7 min read

Authentik's Blueprint Race Condition in Kubernetes

Kubernetes pod with Authentik worker and blueprint-merger sidecar architecture diagram

We run Authentik as our SSO provider across multiple Kubernetes clusters. To manage configuration declaratively, we store blueprints in ConfigMaps and mount them into the worker pod. This works great until you have blueprints that reference each other—then you hit a race condition that can silently break your entire auth setup.

This post covers the problem, our production workaround using a sidecar container, and what we think upstream Authentik could change to make ConfigMap-based blueprint management reliable.


The Problem: Parallel Blueprint Loading

Authentik's blueprint system discovers YAML files on disk and applies them. The discovery function (blueprints_discovery()) finds all .yaml files under /blueprints/ and enqueues each one as a separate async task via Dramatiq:

# From authentik/blueprints/v1/tasks.py
def check_blueprint_v1_file(path: Path):
    # ... hash check ...
    apply_blueprint.send_with_options(
        args=(instance.pk,),
        rel_obj=instance
    )

Every blueprint file becomes an independent async task. There is no ordering, no dependency resolution, no waiting for one to finish before starting the next.

Why This Matters

Blueprints can reference resources defined in other blueprints using !Find:

# 10-sources.yaml - depends on flows from 09-flows.yaml
- model: authentik_sources_oauth.oauthsource
  attrs:
    authentication_flow: !Find [authentik_flows.flow, [slug, ii-source-authentication-flow]]
    enrollment_flow: !Find [authentik_flows.flow, [slug, ii-source-enrollment-flow]]

If 10-sources.yaml applies before 09-flows.yaml, the !Find references resolve to None. The blueprint still reports "successful"—it just silently sets the flow fields to null.

⚠️
The dangerous part: There's no error. No warning. The blueprint status shows "successful." You only discover the problem when users try to log in and get "Source is not configured for enrollment."

The Dependency Chain

In our setup, the dependency graph looks like:

05-groups.yaml          (no dependencies)
08-property-mappings    (no dependencies)
09-flows.yaml           (depends on: groups, property-mappings, stages)
10-sources.yaml         (depends on: flows)
22-brand.yaml           (depends on: flows)
30-providers.yaml       (depends on: flows, sources)

Files are named with numeric prefixes to suggest ordering, but blueprints_discovery() ignores this—it fires all tasks concurrently regardless of filename.

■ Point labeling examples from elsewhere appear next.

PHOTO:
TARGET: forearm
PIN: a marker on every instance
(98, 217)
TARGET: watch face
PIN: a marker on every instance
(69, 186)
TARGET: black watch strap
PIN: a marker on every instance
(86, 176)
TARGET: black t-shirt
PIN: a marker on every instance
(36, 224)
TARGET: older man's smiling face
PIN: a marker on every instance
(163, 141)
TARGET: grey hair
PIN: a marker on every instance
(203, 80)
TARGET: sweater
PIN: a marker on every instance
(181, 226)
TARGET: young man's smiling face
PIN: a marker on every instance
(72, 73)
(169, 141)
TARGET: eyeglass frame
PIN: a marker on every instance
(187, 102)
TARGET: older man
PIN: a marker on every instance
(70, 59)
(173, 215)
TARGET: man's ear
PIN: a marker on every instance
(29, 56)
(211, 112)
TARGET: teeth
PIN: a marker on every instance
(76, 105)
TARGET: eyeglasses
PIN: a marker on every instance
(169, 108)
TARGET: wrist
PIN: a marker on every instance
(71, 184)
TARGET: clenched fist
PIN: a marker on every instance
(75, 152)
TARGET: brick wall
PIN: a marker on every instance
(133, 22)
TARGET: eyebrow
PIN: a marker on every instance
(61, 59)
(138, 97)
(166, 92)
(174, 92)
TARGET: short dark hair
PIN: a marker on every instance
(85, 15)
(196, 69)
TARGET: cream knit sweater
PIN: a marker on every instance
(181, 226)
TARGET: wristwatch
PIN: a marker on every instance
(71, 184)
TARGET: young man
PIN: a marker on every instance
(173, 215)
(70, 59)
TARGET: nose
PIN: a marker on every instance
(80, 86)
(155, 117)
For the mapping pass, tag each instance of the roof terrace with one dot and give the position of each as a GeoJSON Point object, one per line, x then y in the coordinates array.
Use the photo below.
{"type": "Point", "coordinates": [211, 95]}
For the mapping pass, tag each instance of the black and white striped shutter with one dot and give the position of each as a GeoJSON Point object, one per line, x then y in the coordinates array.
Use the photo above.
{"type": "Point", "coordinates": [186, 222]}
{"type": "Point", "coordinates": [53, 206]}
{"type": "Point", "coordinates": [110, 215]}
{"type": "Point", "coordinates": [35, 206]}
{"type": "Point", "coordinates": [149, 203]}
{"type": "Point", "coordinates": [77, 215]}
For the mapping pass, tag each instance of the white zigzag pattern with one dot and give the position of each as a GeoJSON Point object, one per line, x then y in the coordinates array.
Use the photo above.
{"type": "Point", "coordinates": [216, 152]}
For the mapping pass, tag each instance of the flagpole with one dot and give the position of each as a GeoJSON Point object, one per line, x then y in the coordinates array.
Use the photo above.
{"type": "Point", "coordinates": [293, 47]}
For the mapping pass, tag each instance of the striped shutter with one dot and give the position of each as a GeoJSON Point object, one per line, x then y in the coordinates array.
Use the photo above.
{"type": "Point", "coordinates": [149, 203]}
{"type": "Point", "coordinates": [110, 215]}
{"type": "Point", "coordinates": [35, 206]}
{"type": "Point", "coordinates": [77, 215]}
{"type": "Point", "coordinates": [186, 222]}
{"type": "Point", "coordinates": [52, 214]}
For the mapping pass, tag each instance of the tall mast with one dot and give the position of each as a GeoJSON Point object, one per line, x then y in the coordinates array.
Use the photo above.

Why Not Just Re-run Discovery?

Your first instinct might be: call discovery twice. The second pass would find all dependencies already created.

This doesn't work. Authentik stores a SHA-512 hash of each blueprint file in PostgreSQL (BlueprintInstance.last_applied_hash). On subsequent discovery runs, it compares the file hash against the stored hash—if they match, the file is skipped entirely.

# The hash check that prevents re-application
if instance.last_applied_hash == file_hash:
    # Skip - already applied
    return

So calling discovery twice does nothing. The blueprints were "successfully" applied (with null references), their hashes are stored, and they won't be touched again.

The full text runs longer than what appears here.